Calvary Baptist Theological Seminary
- Type: Private graduate institution
- Active: 1976–2014
- Affiliations: Baptist
- President: Dr. Sam Harbin
- Students: 106
- Location: Lansdale, Pennsylvania, USA
- Campus: Large Suburb;
- Website: www.cbs.edu

= Calvary Baptist Theological Seminary =

Former Baptist evangelical seminary located in Lansdale, Pennsylvania

The Calvary Baptist Theological Seminary (CBS) was a Baptist seminary located in Lansdale, Pennsylvania, a suburb of Philadelphia. It has 558 alumni and provided master's and doctoral degrees to clergy candidates across various conservative Baptist denominations. The school was accredited by the Middle States Commission on Higher Education.

The school was founded by Dr. Robert Jordan, the minister at the Calvary Baptist Church of Lansdale. In 1979, just prior to the graduation of the first class, the state of Pennsylvania approved the school for official seminary designation.
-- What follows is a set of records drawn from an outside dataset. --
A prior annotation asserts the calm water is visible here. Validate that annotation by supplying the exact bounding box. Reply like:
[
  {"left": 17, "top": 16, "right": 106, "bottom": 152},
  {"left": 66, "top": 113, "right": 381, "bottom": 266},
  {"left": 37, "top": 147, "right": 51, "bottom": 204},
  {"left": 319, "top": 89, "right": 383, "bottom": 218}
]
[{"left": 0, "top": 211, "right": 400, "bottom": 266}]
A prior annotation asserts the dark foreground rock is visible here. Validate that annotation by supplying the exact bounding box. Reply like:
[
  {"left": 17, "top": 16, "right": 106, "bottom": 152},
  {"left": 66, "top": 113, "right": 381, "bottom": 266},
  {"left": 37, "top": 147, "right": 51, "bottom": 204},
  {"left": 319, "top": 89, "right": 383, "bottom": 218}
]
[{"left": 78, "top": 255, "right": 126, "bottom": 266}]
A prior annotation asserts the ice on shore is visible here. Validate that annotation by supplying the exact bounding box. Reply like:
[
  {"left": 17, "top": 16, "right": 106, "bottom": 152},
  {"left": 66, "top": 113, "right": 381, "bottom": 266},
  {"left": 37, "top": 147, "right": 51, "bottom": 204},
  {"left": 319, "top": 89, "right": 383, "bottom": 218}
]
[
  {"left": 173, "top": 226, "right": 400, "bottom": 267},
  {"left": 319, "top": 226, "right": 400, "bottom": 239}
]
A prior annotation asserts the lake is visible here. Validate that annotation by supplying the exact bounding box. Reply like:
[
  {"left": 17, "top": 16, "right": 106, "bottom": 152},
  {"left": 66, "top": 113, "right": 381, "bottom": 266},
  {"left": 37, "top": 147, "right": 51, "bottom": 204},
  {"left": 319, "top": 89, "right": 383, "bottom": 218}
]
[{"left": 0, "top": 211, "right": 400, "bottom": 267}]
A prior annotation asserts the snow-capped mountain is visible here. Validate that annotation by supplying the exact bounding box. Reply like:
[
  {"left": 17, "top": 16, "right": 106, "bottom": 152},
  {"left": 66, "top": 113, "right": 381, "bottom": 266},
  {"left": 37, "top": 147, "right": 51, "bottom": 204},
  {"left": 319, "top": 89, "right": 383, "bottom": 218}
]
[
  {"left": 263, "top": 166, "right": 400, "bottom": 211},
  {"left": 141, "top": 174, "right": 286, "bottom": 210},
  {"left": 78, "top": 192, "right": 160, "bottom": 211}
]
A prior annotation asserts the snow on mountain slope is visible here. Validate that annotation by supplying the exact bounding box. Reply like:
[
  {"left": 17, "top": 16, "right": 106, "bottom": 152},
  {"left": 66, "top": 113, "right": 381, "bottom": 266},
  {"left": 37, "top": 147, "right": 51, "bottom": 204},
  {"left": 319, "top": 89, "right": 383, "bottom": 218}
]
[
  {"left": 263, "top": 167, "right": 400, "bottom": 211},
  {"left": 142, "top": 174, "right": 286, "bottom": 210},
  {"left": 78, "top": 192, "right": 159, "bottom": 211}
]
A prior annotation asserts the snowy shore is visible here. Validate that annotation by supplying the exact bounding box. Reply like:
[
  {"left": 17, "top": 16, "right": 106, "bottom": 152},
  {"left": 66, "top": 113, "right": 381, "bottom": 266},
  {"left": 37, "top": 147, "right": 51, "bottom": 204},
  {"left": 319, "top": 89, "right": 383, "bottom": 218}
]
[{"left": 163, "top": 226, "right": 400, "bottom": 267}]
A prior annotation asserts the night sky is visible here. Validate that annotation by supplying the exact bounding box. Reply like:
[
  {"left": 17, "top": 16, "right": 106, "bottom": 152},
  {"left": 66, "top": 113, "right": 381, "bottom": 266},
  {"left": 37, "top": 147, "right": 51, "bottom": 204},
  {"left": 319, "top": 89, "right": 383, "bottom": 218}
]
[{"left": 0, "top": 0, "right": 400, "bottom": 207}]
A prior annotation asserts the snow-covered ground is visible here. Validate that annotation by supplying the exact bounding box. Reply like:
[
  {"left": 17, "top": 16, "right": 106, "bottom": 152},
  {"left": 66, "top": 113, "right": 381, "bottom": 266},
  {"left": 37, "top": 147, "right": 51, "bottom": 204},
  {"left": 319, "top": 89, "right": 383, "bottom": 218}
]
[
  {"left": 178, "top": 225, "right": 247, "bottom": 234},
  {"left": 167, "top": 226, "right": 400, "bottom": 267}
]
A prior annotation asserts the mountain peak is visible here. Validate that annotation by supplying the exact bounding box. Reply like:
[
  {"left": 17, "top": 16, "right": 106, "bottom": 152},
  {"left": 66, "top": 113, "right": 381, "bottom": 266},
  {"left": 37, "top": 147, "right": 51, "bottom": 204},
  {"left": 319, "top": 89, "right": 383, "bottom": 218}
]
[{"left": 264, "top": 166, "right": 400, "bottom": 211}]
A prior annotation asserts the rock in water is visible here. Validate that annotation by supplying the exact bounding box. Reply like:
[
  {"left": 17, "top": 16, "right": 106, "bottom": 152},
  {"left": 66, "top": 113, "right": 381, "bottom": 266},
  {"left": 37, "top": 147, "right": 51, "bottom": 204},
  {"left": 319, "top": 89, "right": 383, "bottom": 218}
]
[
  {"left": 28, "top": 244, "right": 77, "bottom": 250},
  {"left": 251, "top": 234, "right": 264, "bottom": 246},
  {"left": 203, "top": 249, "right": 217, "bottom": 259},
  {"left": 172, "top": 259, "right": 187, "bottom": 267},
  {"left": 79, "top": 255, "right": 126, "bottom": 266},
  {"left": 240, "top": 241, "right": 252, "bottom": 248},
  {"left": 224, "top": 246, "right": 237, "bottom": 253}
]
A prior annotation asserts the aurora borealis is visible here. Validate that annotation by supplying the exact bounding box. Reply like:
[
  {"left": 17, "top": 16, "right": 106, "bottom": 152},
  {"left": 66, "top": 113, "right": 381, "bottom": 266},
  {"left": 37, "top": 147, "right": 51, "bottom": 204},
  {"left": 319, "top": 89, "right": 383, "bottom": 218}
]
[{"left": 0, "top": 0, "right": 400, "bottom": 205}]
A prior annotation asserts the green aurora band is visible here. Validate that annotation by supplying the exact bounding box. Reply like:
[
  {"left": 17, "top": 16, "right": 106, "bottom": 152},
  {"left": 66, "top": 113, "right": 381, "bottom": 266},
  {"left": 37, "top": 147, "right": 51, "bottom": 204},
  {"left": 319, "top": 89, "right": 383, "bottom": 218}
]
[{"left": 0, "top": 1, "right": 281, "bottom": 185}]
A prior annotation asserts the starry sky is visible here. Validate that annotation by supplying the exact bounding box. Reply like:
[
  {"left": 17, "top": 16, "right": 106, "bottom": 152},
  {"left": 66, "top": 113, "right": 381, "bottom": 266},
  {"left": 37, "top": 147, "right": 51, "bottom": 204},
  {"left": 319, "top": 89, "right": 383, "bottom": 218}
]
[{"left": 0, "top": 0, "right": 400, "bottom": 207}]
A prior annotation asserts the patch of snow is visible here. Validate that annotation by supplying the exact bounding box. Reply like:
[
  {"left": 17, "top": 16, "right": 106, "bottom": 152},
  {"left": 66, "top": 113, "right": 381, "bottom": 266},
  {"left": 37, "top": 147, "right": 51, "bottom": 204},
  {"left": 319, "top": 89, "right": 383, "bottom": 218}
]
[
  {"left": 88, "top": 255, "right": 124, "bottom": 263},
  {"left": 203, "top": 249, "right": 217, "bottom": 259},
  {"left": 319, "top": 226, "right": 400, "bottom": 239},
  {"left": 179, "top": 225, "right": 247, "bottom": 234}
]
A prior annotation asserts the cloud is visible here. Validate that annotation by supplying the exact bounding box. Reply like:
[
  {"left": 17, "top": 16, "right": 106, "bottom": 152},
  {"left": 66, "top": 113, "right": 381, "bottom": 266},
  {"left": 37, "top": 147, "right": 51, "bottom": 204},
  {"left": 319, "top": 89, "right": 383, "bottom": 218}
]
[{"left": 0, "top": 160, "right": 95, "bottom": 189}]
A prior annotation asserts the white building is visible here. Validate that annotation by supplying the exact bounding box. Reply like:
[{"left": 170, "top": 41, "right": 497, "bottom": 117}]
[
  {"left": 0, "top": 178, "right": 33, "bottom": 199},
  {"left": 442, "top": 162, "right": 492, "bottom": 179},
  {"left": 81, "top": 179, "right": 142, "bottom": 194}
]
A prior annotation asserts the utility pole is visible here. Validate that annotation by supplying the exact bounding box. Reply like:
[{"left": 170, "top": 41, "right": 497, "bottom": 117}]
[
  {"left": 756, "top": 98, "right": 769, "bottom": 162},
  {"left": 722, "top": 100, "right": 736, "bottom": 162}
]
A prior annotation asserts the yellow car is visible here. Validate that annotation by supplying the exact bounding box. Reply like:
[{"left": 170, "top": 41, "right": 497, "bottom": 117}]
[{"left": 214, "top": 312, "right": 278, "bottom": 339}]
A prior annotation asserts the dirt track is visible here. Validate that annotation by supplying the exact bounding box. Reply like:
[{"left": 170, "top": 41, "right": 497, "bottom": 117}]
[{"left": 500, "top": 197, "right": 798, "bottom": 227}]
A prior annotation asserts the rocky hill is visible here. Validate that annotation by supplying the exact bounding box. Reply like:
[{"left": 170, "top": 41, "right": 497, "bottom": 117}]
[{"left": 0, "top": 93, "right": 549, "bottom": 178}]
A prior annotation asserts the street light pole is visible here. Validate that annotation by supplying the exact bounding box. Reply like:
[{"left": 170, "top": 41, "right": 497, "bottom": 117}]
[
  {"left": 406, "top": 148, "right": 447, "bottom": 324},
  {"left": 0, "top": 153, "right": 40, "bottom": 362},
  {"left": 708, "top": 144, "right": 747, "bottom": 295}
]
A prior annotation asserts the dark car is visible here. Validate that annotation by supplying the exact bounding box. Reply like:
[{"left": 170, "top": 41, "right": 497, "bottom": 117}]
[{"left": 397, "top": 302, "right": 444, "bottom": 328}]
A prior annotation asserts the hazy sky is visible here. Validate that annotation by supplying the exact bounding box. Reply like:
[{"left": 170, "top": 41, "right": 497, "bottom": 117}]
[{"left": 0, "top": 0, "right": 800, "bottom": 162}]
Initially offering only a Master's of Divinity degree, a Master's of Theology program was added in 1985. In 1986, the school became a doctoral institute, as it added a Doctor of Divinity program. Two more degrees, which relate to missionary work and religious education, were added in 2004.

In August 2013, it was announced that Calvary Baptist Seminary would be closing at the end of the upcoming academic year. It graduated its last class of 42 students on May 16, 2014. Its building was repurposed as Calvary Baptist Church.